- Born: 1 June 1949 (age 77)
- Occupations: Writer, social activist.
- Works: Upara
- Spouse: Shashi Mane
- Awards: • Sahitya Akademi Award (1981) • Padma Shri (2009)

= Laxman Mane =

Marathi writer

Laxman Bapu Mane (born 1 June 1949) is a Marathi writer and a social activist from Maharashtra, India. Mane came to sudden fame after publishing his autobiography Upara (An Outsider), in 1980. Upara was considered as a milestone in Marathi Dalit literature and received Sahitya Akademi Award in 1981 and Padma Shri in 2009. He is a former member of Maharashtra's legislative council.

==Early life==
Mane was born on 1 June 1949 in a small village Somanthali, Phaltan (Maharashtra) in a nomadic tribe in India. He wrote his autobiography (Upara) in 1980, for which he received the Sahitya Akadami award in 1981.

==After Upara==
His autobiography Upara (उपरा) brought to the attention of the public in Maharashtra the problems of nomadic tribes arising out of their social and economic conditions. Under a two-year grant from the Ford Foundation for field work among nomadic tribes in Maharashtra, Mane wrote in 1984 his second book Band Darwaja (Closed door, 1984).

==Conversion to Buddhism==

Mane converted to Buddhism along with his followers from his community.

He received a Homi Bhabha Fellowship during 1986-88 for his continued social work.

Mane served for some time in the following capacities:
- Acting President of the- Indian Institute for research in the developmental problems of nomadic and denotified communities, Satara
- Secretary of- Bhartiya bhatke vimukt vikas va sanshodhan sanstha
- General secretary of- Mahatma Jyotirao Phule Samata Pratishthan
- A Senator- of Shivaji University's administration.

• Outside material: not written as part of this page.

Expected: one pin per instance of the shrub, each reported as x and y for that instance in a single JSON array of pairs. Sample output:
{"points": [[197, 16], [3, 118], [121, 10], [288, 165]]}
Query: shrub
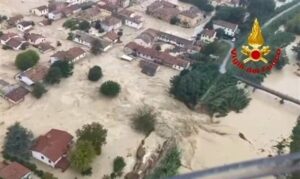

Mane is the president of the- Bhatkya Ani Vimukth Jamati Sanghatana, Maharashtra, and a founder member of the Yashwantrao Chavan Pratishthan.
......

==Allegations of sexual exploitation==

A case was registered against Mane for allegedly sexually exploiting three women employees of a residential school. He is the working president of the organisation that runs this school. He was accused of having sex with them in return of providing them permanent employment in the establishment, or under threats of transferring the employees to another location. This exploitation took place between 2003 and 2010. Subsequent to the registration of this case, three more women registered similar complaints against him. Mane was absconding since 5 March 2013 the day the first two complaints were filed against him. After rejection of his anticipatory bail plea Mane surrendered to the police on 8 April 2013. On 9 April, Mane was remanded to police custody. Mane has appealed to the state's high court seeking that charges against him be squashed, claiming that he has been falsely implicated.